I look forward to hearing from our distinguished panel about ongoing Federal efforts to combat domestic extremism and terrorism. Earlier this month, FBI Director Wray testified that the Bureau had elevated racially motivated violent extremism to a threat level on par with Islamist terrorism. In response, the FBI has established a new fusion cell to better coordinate the response to domestic terrorism and hate crimes, and Joint Terrorism Task Forces across the U.S. have been instructed to increase their focus on domestic terrorism. I want to welcome the new FBI Assistant Director of the Counterterrorism Division, Jill Sanborn, for her first appearance before the Homeland Security Committee.

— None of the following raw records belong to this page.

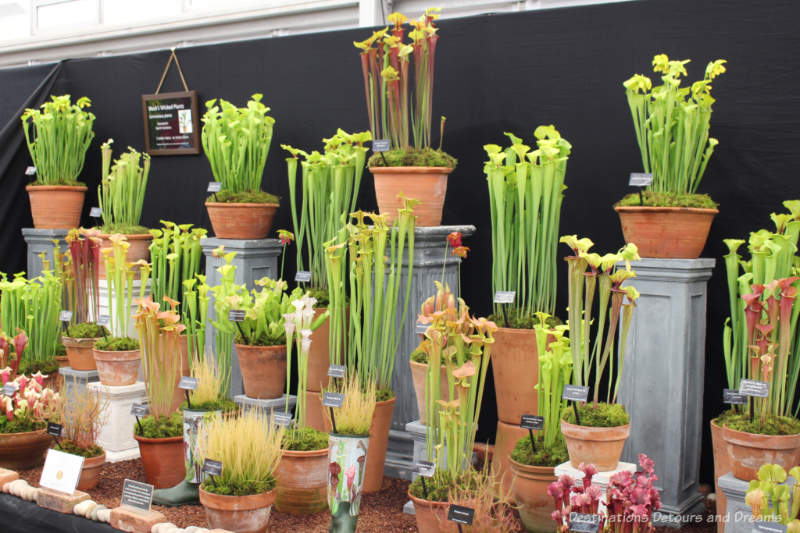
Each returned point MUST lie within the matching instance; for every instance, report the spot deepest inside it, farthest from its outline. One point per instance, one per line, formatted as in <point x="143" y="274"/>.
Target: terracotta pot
<point x="419" y="372"/>
<point x="426" y="184"/>
<point x="432" y="516"/>
<point x="20" y="451"/>
<point x="162" y="460"/>
<point x="515" y="367"/>
<point x="241" y="221"/>
<point x="302" y="482"/>
<point x="139" y="249"/>
<point x="80" y="353"/>
<point x="90" y="475"/>
<point x="748" y="451"/>
<point x="666" y="232"/>
<point x="239" y="514"/>
<point x="117" y="368"/>
<point x="56" y="206"/>
<point x="601" y="447"/>
<point x="530" y="492"/>
<point x="505" y="440"/>
<point x="263" y="370"/>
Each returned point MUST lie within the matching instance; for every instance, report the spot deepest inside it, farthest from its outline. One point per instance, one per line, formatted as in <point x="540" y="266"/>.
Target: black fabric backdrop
<point x="495" y="73"/>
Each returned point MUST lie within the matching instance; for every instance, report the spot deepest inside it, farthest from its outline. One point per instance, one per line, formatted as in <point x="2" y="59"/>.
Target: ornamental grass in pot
<point x="597" y="433"/>
<point x="526" y="189"/>
<point x="58" y="135"/>
<point x="236" y="142"/>
<point x="411" y="167"/>
<point x="249" y="448"/>
<point x="670" y="219"/>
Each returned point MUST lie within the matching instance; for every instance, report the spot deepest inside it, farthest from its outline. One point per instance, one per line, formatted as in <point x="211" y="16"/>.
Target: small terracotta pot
<point x="426" y="184"/>
<point x="666" y="232"/>
<point x="748" y="451"/>
<point x="117" y="368"/>
<point x="241" y="221"/>
<point x="601" y="447"/>
<point x="263" y="370"/>
<point x="515" y="367"/>
<point x="240" y="514"/>
<point x="56" y="206"/>
<point x="529" y="490"/>
<point x="80" y="353"/>
<point x="20" y="451"/>
<point x="432" y="516"/>
<point x="162" y="460"/>
<point x="90" y="475"/>
<point x="302" y="482"/>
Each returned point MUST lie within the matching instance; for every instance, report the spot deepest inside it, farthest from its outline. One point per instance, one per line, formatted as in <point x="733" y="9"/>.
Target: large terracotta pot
<point x="240" y="514"/>
<point x="601" y="447"/>
<point x="56" y="206"/>
<point x="515" y="367"/>
<point x="162" y="460"/>
<point x="241" y="221"/>
<point x="263" y="370"/>
<point x="302" y="482"/>
<point x="117" y="368"/>
<point x="426" y="184"/>
<point x="20" y="451"/>
<point x="90" y="475"/>
<point x="530" y="492"/>
<point x="432" y="516"/>
<point x="80" y="353"/>
<point x="666" y="232"/>
<point x="748" y="451"/>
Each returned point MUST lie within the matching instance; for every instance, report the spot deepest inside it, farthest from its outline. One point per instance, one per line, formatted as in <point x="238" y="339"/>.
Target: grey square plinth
<point x="254" y="260"/>
<point x="429" y="261"/>
<point x="662" y="381"/>
<point x="39" y="241"/>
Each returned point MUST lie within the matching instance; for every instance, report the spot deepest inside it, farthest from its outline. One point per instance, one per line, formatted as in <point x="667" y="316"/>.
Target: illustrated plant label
<point x="187" y="383"/>
<point x="212" y="468"/>
<point x="381" y="145"/>
<point x="137" y="494"/>
<point x="584" y="523"/>
<point x="302" y="276"/>
<point x="751" y="387"/>
<point x="337" y="371"/>
<point x="532" y="422"/>
<point x="575" y="393"/>
<point x="461" y="515"/>
<point x="640" y="179"/>
<point x="733" y="397"/>
<point x="504" y="297"/>
<point x="332" y="399"/>
<point x="236" y="315"/>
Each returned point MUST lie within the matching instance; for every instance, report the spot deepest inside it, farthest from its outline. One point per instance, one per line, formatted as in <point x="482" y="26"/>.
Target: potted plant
<point x="249" y="448"/>
<point x="373" y="329"/>
<point x="121" y="197"/>
<point x="61" y="134"/>
<point x="418" y="170"/>
<point x="670" y="219"/>
<point x="533" y="468"/>
<point x="348" y="448"/>
<point x="236" y="142"/>
<point x="160" y="434"/>
<point x="81" y="416"/>
<point x="603" y="427"/>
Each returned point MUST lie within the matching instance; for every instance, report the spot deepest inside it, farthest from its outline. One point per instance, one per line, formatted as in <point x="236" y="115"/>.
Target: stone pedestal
<point x="38" y="241"/>
<point x="116" y="428"/>
<point x="662" y="381"/>
<point x="429" y="262"/>
<point x="254" y="260"/>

Similarly, the Department of Homeland Security has taken a number of actions to expand efforts to address domestic terrorism. In April 2019, DHS launched the new Office of Targeted Violence and Terrorism Prevention, or TVTP, to coordinate efforts across the Department and focus on building prevention capabilities. This office is also working with FEMA to administer the new TVTP grant program. DHS also released the first Strategic Framework for Countering Terrorism and Targeted Violence, which is a holistic review of DHS counterterrorism capabilities and how they can be utilized to address targeted violence and domestic extremism. I look forward to hearing more about the implementation plans for all of these efforts and how DHS will expand information sharing and outreach efforts with the faith-based community.
I applaud the great work that is being done by this Administration – it is clear that it is taking the increased domestic extremism threats seriously. I remain steadfast in my commitment to an open, bipartisan discussion about domestic terrorism and hateful ideologies, and my search for meaningful recommendations for addressing these very real threats to our homeland. We have and we must continue to work in a bipartisan fashion to help provide the necessary tools to our communities that address these complex problems.
I thank the witnesses for appearing here today and I yield back the balance of my time.